10 mars 2017

Oh guenon, il n’y a pas de singes à Madagascar!

Décidément, les clichés ont la vie dure (comme le signataire de ces lignes, soit dit en passant, qu’un AVC – par chance pas trop sévère – a tenu éloigné de ce blog pendant trois mois). Le cliché en question a d’ailleurs fait l’objet de plusieurs billets, notamment celui-ci, qui rappelle les différences fondamentales entre lémuriens et singes ; telle est aujourd’hui la raison d’une nouvelle intervention sur ce sujet.

Si aucun singe ne peuple la Grande île, Madagascar abrite de nombreuses autres espèces de primates:  les lémuriens, rendus célèbres par le dessin animé américain éponyme. « Le Monde », rien moins, perpétue néanmoins la confusion. Le quotidien ne serait-il plus le journal de référence ? Si nombre de ses lecteurs ne jurent encore que par lui, la désaffection pour la presse pourrait aussi s’expliquer par la baisse quasi générale de la qualité du contenu des journaux. « Le Monde » ne fait malheureusement pas exception car lui non plus n’échappe pas aux erreurs de copie qui y sont de plus en plus fréquentes. Les responsables d’un journal qui déclarait tout récemment encore viser l’excellence devraient autant se soucier de relecture d’ articles que de recapitalisation ou de restructuration..

La confusion classique faite entre singes et lémuriens se retrouve donc, involontairement je le concède, dans un article récent (1) pourtant bien documenté ; il traite du problème de la diminution dramatique de la population mondiale de singes ; un planisphère censé éclairer l’article donne les proportions respectives d’espèces de primates en voie de disparition dans les pays où ils sont très représentés et Madagascar figure parmi les pays « comptant plus de 40 espèces de singes » (sic). Las, soit la journaliste s’est trompée en transmettant les données au service cartographique du journal, soit c’est ce denier le coupable car les informations sont exactes sur le planisphère figurant dans l’article scientifique auquel l’auteur fait référence…Il y est bien fait état de primates et non de singes…
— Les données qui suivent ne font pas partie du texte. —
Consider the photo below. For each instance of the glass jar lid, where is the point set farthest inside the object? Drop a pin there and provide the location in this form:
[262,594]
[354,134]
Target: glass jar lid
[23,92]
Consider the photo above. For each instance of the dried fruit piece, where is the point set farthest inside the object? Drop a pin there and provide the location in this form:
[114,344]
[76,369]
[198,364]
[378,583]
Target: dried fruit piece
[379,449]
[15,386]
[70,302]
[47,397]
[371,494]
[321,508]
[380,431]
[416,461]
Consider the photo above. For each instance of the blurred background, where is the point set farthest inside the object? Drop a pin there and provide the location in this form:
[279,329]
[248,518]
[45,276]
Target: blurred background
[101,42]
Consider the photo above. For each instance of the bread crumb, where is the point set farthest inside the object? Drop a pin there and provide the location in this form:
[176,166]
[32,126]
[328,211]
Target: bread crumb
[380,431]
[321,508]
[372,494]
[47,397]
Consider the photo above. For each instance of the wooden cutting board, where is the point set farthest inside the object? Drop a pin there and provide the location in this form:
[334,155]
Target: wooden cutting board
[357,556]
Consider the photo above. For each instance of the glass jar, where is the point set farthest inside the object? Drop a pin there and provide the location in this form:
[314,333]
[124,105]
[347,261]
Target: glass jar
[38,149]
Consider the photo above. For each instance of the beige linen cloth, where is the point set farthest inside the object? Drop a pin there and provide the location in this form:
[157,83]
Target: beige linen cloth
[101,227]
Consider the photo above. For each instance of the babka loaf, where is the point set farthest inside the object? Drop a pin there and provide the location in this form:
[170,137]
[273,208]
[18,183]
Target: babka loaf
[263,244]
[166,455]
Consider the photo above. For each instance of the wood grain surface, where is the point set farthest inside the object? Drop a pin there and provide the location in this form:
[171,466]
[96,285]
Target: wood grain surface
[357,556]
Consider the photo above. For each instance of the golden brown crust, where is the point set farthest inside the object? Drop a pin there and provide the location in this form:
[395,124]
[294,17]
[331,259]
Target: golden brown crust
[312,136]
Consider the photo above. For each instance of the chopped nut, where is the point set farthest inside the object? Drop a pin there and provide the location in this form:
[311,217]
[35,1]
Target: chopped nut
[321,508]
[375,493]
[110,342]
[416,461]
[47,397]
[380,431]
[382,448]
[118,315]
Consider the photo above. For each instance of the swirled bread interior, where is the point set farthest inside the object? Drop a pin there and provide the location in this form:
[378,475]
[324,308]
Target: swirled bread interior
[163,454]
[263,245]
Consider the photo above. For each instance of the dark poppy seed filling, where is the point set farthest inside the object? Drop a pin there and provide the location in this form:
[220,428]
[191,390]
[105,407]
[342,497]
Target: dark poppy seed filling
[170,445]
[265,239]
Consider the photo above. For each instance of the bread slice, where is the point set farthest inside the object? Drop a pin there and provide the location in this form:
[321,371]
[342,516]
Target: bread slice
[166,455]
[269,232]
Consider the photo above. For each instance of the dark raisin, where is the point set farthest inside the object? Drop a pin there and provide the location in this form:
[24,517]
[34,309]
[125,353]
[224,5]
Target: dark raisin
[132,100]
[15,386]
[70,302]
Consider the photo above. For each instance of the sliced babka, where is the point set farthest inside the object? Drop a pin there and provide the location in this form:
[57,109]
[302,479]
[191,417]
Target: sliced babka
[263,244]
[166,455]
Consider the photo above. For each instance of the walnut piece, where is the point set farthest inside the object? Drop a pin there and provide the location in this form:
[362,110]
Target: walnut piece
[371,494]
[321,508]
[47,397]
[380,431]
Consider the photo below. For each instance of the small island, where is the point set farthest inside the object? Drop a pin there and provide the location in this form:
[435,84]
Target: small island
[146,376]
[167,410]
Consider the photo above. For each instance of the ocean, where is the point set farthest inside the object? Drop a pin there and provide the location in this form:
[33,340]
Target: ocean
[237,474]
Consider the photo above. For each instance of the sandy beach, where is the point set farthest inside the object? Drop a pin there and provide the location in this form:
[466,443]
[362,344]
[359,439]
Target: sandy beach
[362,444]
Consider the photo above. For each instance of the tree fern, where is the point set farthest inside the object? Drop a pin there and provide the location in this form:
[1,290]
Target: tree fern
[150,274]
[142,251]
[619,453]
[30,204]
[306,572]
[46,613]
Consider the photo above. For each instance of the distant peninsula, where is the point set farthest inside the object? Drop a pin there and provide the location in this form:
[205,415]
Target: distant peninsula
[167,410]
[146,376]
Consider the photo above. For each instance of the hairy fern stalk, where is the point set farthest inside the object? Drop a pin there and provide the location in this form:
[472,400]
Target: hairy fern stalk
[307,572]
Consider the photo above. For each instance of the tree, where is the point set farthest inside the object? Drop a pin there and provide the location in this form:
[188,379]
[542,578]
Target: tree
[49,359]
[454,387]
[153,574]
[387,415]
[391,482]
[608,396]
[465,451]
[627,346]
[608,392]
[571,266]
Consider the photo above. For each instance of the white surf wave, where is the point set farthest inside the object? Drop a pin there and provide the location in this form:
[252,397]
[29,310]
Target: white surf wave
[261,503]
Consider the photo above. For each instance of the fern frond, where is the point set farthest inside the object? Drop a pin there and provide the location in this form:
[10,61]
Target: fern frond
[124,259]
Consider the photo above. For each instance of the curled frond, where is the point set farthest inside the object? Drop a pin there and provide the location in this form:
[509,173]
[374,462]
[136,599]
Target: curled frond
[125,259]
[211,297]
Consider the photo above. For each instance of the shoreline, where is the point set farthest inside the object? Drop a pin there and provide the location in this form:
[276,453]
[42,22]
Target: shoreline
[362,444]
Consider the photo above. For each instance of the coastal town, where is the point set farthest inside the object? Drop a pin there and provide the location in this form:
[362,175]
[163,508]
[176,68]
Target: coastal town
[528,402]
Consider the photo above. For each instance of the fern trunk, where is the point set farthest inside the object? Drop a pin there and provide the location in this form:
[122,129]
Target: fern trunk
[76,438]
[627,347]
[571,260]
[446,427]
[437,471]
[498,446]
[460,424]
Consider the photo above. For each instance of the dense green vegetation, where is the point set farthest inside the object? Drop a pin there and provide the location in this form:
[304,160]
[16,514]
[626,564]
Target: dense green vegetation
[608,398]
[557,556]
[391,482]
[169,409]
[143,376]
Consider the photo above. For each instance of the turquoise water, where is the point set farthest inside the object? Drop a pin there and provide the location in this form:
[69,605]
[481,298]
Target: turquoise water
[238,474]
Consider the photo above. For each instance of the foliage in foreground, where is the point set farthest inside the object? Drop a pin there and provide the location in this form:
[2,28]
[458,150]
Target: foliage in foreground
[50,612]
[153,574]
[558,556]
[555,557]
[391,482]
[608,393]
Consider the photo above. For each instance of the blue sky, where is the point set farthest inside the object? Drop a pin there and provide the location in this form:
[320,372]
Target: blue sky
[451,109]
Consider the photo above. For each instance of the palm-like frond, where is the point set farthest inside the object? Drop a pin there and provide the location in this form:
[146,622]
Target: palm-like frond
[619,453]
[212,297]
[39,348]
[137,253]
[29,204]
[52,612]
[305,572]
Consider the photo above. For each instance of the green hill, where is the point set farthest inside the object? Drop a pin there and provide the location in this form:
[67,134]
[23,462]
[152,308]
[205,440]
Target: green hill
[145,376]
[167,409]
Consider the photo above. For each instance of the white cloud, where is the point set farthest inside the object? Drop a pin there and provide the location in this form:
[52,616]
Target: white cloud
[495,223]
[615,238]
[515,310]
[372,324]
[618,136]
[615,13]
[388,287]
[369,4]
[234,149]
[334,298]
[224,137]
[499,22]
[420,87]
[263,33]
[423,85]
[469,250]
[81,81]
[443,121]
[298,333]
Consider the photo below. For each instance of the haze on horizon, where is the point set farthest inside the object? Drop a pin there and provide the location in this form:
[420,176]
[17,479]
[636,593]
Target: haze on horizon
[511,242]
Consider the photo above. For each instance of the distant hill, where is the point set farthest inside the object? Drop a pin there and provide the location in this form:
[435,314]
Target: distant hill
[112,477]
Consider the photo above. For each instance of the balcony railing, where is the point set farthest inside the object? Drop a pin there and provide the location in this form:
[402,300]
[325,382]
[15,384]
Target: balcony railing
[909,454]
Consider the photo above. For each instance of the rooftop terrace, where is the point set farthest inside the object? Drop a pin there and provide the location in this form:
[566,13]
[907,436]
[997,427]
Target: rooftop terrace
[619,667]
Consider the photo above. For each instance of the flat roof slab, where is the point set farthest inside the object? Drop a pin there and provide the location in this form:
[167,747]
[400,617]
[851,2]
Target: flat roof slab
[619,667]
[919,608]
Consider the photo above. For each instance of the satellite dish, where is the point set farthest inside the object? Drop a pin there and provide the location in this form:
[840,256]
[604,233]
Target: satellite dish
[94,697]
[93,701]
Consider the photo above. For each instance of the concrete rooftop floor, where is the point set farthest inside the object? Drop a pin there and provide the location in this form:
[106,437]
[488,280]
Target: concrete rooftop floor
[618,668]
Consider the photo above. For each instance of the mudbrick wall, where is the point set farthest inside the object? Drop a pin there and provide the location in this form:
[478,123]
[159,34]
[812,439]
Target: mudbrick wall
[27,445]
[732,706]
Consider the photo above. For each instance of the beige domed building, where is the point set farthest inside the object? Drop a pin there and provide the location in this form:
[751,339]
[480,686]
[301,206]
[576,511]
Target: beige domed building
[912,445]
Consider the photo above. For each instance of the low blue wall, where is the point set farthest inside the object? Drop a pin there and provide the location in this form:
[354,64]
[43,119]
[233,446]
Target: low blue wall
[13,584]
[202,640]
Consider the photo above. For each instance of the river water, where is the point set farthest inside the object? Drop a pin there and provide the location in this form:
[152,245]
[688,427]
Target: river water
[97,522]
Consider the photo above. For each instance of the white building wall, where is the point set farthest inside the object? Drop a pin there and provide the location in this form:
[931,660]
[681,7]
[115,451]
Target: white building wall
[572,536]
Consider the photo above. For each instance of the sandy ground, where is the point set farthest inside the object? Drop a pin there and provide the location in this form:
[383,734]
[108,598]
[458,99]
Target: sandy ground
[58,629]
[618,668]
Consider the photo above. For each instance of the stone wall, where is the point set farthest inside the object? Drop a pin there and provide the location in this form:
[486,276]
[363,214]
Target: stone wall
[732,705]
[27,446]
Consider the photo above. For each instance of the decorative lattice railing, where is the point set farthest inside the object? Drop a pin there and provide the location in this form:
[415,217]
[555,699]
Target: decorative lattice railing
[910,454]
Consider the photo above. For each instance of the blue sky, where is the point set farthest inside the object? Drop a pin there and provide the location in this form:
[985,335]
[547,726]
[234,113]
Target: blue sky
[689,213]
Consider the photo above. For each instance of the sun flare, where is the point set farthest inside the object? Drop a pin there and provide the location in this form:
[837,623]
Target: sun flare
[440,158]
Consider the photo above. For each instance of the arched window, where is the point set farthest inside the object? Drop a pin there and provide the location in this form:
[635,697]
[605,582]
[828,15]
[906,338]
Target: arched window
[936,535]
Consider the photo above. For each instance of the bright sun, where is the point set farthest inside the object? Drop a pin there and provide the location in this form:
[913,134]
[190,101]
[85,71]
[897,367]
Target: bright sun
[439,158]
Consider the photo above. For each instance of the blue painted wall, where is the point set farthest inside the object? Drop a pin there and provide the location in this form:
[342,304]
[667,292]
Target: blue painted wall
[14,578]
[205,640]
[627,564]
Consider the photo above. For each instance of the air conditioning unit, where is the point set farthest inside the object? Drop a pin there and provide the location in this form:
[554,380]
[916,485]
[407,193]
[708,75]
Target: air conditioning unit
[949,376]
Mes loisirs forcés (pour la raison évoquée au début de ce billet) m’ont donné l’occasion d’éplucher d’autres numéros du « Monde » que je n’avais pas eu la possibilité de lire. J’ai ainsi pu relever quelques autres perles ; elles sont sans doute passées inaperçues auprès des non spécialistes ; je ne peux résister à l’envie de les rapporter ici, ne fût-ce que pour étayer mes dires concernant la baisse de qualité du journal, pour m’en tenir au seul contenu rédactionnel car il y aurait aussi beaucoup à dire sur la forme (qualité du papier et de l’impression, typographie inadaptée pour les déficients visuels dans « Le Monde M », etc) ; ainsi, à propos de Jonas Kaufmann, le numéro du 19 janvier écrit que le grand ténor allemand a été absent des scènes lyriques à cause d’ « un hématome sur les cordes vocales, [ayant] provoqué l’éclatement d’une petite veine ». il aurait fallu écrire au contraire que l’éclatement de la veine a provoqué l’hématome…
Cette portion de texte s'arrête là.